You begin with placing a block of tofu on top of paper kitchen towels which will soak up the moisture from the tofu. When most of the moisture has been absorbed, cut the tofu into evenly-sized triangle pieces. When all the tofu has been cut, sprinkle salt and pepper over the pieces of tofu, and then pan-fry the tofu in a non-stick pan with just a little bit of cooking oil over medium heat.
Let the tofu cook for a few minutes until the underside turns golden brown, then flip the pieces of tofu over and let the other side cook until golden as well. (In order for the tofu to cook well, it’s important that you place the tofu in just one layer; if necessary, cook the tofu in two or three batches, depending on how small or large your pan is. Be patient; it’ll pay off.)
When all of the tofu is finally cooked, mix equal parts of Siracha sauce and soy sauce together. Serve pan-fried tofu garnished with sesame seeds and spring onions, together with the delicious, spicy Siracha soy sauce, and cooked rice, if so desired.
I hope you’ll like it!
- 1 block of tofu, cut into small triangle pieces
- Salt and pepper to taste
- 1 tablespoon Siracha sauce
- 1 tablespoon soy sauce
- A handful of white sesame seeds, for garnish
- A handful of chopped spring onions, for garnish
- Cooked rice for accompaniment, optional
- Before cutting the tofu, let it sit on a few pieces of paper towels until the moisture is mostly absorbed, then cut tofu into small triangle pieces.
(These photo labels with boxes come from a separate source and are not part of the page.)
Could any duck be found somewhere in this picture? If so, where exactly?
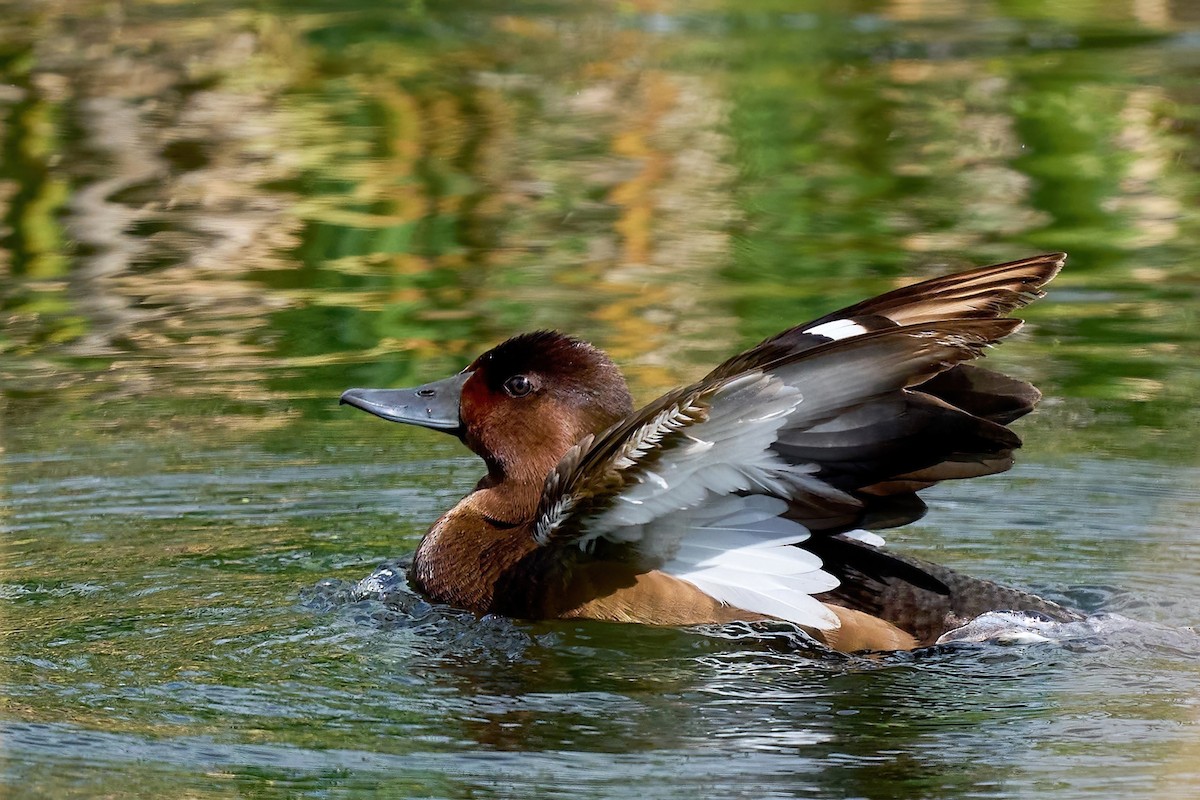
[341,253,1080,652]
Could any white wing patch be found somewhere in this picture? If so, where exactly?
[660,494,839,630]
[842,530,887,549]
[580,372,856,546]
[804,319,866,341]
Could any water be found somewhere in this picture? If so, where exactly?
[0,0,1200,799]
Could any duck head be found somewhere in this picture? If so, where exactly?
[341,331,632,486]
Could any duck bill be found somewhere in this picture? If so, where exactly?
[340,372,472,433]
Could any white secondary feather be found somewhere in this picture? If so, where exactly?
[660,495,838,630]
[804,319,866,339]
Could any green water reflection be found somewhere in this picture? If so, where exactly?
[0,0,1200,798]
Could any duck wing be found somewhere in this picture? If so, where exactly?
[534,318,1020,630]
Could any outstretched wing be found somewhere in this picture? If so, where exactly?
[535,319,1020,628]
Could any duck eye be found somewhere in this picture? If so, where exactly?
[504,375,533,397]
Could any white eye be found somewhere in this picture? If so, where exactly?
[504,375,533,397]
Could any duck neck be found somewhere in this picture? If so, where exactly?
[409,474,541,614]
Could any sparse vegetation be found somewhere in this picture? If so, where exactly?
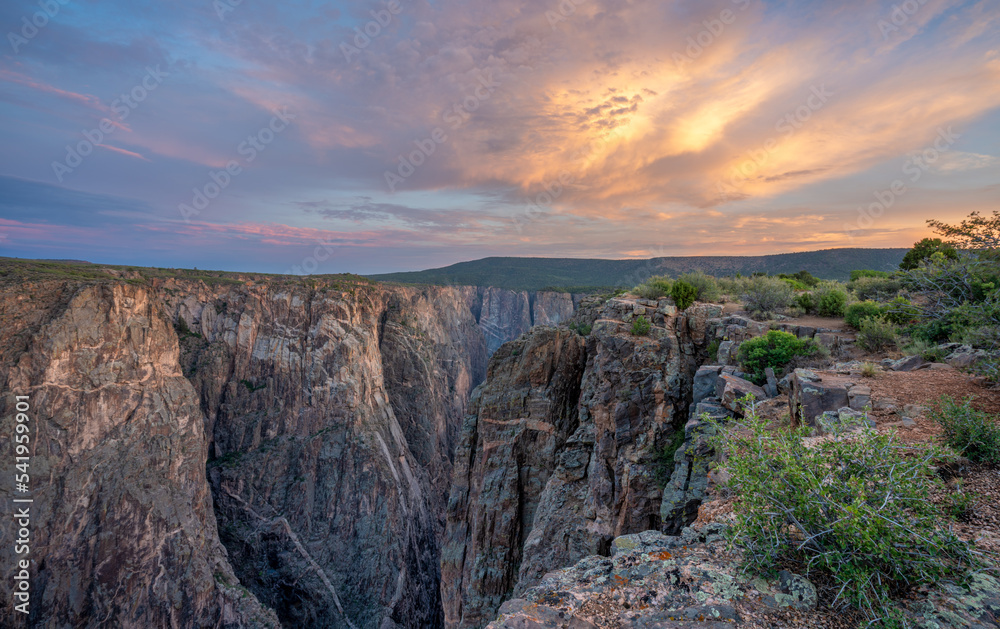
[718,409,979,621]
[632,276,674,299]
[814,283,847,317]
[632,315,650,336]
[844,301,882,330]
[741,275,795,317]
[677,271,722,307]
[931,397,1000,465]
[738,330,822,385]
[858,316,899,354]
[670,280,698,310]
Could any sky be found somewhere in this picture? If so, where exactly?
[0,0,1000,273]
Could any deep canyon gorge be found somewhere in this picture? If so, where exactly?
[0,276,721,629]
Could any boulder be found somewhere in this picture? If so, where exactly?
[888,356,926,371]
[816,406,875,436]
[847,384,872,411]
[764,367,778,397]
[691,365,722,404]
[715,374,767,414]
[716,341,736,365]
[788,369,852,426]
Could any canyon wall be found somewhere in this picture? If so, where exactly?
[442,299,721,629]
[0,274,585,629]
[0,282,277,627]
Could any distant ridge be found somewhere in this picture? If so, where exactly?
[368,249,908,292]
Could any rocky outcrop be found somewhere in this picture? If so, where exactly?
[788,369,872,430]
[471,287,583,355]
[442,299,721,628]
[442,327,585,626]
[0,282,277,627]
[0,276,498,629]
[488,523,1000,629]
[161,282,486,629]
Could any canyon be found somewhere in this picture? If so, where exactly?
[0,273,721,629]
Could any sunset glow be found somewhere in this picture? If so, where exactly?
[0,0,1000,273]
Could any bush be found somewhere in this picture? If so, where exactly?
[677,271,722,301]
[858,317,899,354]
[741,275,795,316]
[844,301,882,330]
[903,339,948,363]
[632,275,674,299]
[882,297,920,325]
[931,397,1000,465]
[814,284,847,317]
[851,269,889,282]
[632,315,650,336]
[795,293,816,314]
[778,271,820,289]
[670,280,698,310]
[737,330,820,385]
[850,277,903,301]
[899,238,958,271]
[717,409,980,620]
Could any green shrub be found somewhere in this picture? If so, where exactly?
[780,277,809,291]
[851,269,889,282]
[931,397,1000,465]
[632,315,650,336]
[844,301,882,330]
[741,275,795,316]
[795,293,816,314]
[670,280,698,310]
[858,317,899,354]
[903,339,948,363]
[882,296,920,325]
[632,275,674,299]
[778,271,820,290]
[705,339,722,361]
[677,271,722,302]
[717,409,981,620]
[737,330,820,385]
[849,277,903,301]
[814,284,847,317]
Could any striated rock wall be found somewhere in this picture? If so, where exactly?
[0,282,277,627]
[162,282,486,629]
[471,287,583,355]
[442,299,721,628]
[0,278,498,629]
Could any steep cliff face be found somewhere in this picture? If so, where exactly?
[0,282,277,627]
[471,287,582,355]
[442,328,585,626]
[162,282,486,629]
[442,300,721,628]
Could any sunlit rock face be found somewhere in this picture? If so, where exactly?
[442,299,721,629]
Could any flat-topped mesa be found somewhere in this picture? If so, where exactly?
[442,299,721,628]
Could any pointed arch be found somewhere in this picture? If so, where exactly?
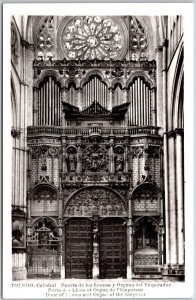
[170,45,184,130]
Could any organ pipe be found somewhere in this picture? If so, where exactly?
[51,80,55,125]
[140,80,144,125]
[137,78,141,125]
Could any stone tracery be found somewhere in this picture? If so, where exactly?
[62,16,123,59]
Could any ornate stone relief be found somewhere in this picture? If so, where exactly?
[11,23,19,64]
[65,187,126,216]
[67,146,77,172]
[82,145,109,172]
[114,146,125,172]
[61,16,124,60]
[37,17,54,59]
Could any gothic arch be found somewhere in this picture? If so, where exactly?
[11,74,17,128]
[34,70,63,88]
[64,186,127,217]
[65,76,80,89]
[125,71,154,88]
[111,78,124,89]
[131,182,162,198]
[28,182,59,198]
[133,216,159,227]
[57,16,128,59]
[80,69,109,87]
[171,45,184,130]
[31,216,58,229]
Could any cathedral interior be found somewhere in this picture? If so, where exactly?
[11,15,185,280]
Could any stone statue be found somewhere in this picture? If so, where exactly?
[115,154,124,172]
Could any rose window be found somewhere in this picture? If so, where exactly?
[130,17,147,50]
[62,16,123,59]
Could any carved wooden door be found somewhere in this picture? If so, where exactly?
[65,218,92,278]
[100,218,127,278]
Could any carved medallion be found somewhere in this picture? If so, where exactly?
[65,187,126,216]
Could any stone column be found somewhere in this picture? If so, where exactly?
[27,149,32,191]
[109,132,115,174]
[76,136,82,174]
[77,87,82,110]
[127,193,134,278]
[156,46,164,127]
[61,86,67,126]
[92,215,99,279]
[27,193,31,241]
[168,131,177,266]
[162,40,171,274]
[58,192,65,278]
[33,87,39,126]
[163,133,171,273]
[175,129,184,265]
[108,87,114,110]
[151,87,157,126]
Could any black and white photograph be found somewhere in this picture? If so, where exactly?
[4,4,192,298]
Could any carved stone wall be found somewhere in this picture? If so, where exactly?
[64,187,127,217]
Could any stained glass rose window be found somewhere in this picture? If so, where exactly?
[62,16,123,59]
[130,17,147,50]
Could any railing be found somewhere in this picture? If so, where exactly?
[27,125,160,136]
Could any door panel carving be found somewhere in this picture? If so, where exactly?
[100,218,127,278]
[65,218,92,278]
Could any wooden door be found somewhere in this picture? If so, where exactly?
[65,218,92,278]
[100,218,127,278]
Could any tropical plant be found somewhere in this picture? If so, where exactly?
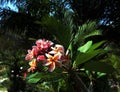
[23,16,118,92]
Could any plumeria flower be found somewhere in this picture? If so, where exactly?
[25,50,34,60]
[37,55,46,62]
[25,46,39,60]
[36,39,53,51]
[44,53,62,72]
[49,44,64,54]
[28,59,37,72]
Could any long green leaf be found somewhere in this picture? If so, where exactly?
[89,41,106,51]
[74,49,104,66]
[27,78,41,83]
[84,61,115,73]
[78,41,92,53]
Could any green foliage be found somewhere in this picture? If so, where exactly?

- Sprinkle salt and pepper over the pieces of tofu
- Pan-fry tofu in a non-stick frying pan with a bit of cooking oil over medium heat
- Let tofu cook for a few minutes until underside is golden brown, then flip over and let the other side cook until golden as well. (Make sure that tofu cooks innn one single layer. If necessary, you may need to cook tofu in two batches)
- Mix Siracha and soy sauce together to get the siracha soy sauce
- Serve pan-fried tofu garnished with sesame seeds and spring onions, alongside the sauce.